An argument against allowing children to drink milk in the summer-time is drawn by Dr. V. C. Vaughn, of the University of Michigan, from the liability of the fluid to develop the poison—tyrotoxicon—which is supposed to be the immediate cause of summer diarrhœa.

Professors Lachinof and Jerofeief have found in a meteoric stone which fell at Krasnoslobodsk, Russia, in September, 1886, corpuscles possessing the principal characteristics of the diamond, in such quantity as to compose one per cent of the stone. Taken with the facts that amorphous graphitic carbon is a known constituent of meteoric irons and stones, and that crystals of graphitic carbon have been found in the meteoric iron from Western Australia, this observation may throw some light on the manner in which diamonds are formed.

The much despised agricultural laborer, says the Earl of Derby, who has learned to watch and understand the signs of the weather, to be knowing about stock, and who can use his hands skillfully, though he might be backward in book-learning, is quite as well instructed in any worthy sense as the prize prig stuffed with scraps of miscellaneous information, but knowing little at first hand, unaccustomed to observe, ignorant of animals, trees, flowers, or country life, and unskilled in any craft or in the handling of any tool.

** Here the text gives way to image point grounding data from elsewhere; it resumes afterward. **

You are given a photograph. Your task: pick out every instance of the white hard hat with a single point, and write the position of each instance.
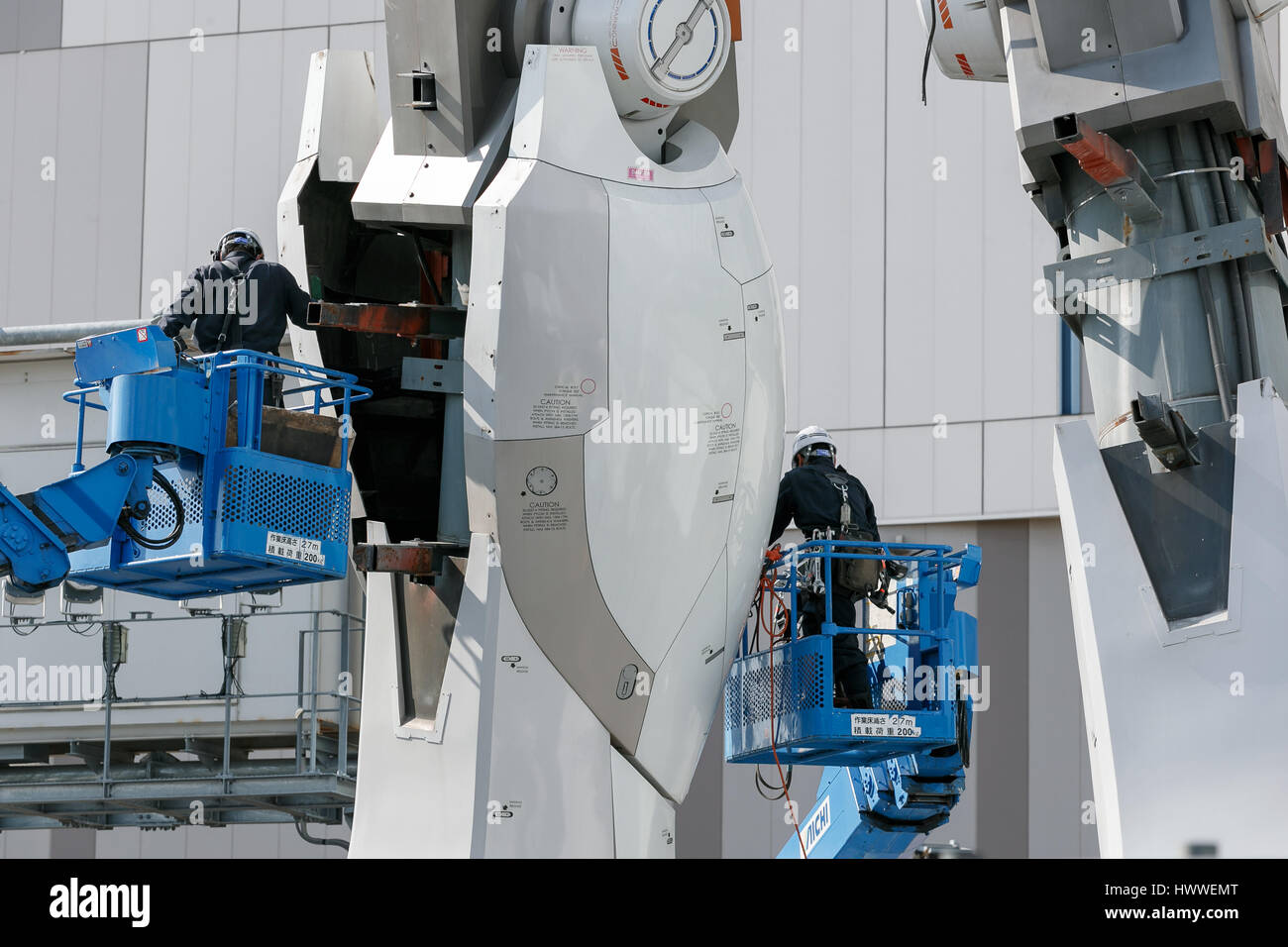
(811, 436)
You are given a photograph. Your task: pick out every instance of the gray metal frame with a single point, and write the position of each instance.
(146, 784)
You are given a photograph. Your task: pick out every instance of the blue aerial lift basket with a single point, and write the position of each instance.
(243, 497)
(790, 685)
(897, 770)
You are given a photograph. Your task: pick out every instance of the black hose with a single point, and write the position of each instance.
(1243, 269)
(424, 269)
(338, 843)
(1219, 365)
(930, 47)
(172, 536)
(1223, 198)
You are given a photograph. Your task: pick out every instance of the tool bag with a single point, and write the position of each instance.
(857, 578)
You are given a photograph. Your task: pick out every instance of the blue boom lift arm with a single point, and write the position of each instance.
(237, 512)
(893, 772)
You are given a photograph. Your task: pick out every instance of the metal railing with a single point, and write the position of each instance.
(316, 784)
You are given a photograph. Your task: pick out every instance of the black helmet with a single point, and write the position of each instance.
(239, 240)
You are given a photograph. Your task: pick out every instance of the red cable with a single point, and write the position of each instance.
(768, 582)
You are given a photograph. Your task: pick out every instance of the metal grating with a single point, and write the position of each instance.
(798, 685)
(284, 504)
(894, 694)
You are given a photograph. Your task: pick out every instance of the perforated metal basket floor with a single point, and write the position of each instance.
(797, 682)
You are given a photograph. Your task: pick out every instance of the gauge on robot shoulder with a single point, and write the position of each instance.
(541, 480)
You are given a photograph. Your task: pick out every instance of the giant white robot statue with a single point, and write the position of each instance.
(1151, 140)
(555, 281)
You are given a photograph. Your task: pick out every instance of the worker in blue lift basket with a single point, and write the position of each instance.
(239, 302)
(822, 496)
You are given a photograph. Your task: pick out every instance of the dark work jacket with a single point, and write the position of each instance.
(807, 496)
(268, 296)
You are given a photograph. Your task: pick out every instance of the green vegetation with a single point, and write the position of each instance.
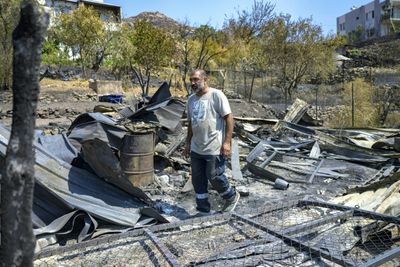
(9, 16)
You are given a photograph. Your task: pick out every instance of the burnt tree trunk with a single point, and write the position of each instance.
(17, 240)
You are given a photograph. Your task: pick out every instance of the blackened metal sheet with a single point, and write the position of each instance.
(60, 146)
(81, 189)
(167, 113)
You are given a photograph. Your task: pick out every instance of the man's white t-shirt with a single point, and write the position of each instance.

Dr. A. Richardson has found that at 500° C. nitrogen peroxide is decomposed into nitric oxide and oxygen, the gas becoming nearly colorless.

The theory that the increased brittleness of human bones with advancing years is the result of an increased percentage of inorganic salts, is contradicted by the experiments of Mr. Mason. From determinations of the ash in bones of fifty subjects of different ages, he has found that after reaching manhood no variation in the quantity of ash takes place with increasing age.


OBITUARY NOTES.

Prop. William D. Gunning, lecturer and writer on scientific subjects, died at Greeley, Col., March 8th, in the fifty-eighth year of his age. He was born in Bloomingburg, Ohio, in 1830, was graduated from Oberlin College, studied in comparative anatomy in New York and in biology with Prof Agassiz, held lectureships in geology at Hillsdale College, Mich., and in Pittsburg, and was the author of a "Life History of Our Planet." He was also a contributor to "The Index" and to "The Open Court," and at the time of his death had been engaged as the pastor of the Unitarian Society in Greeley.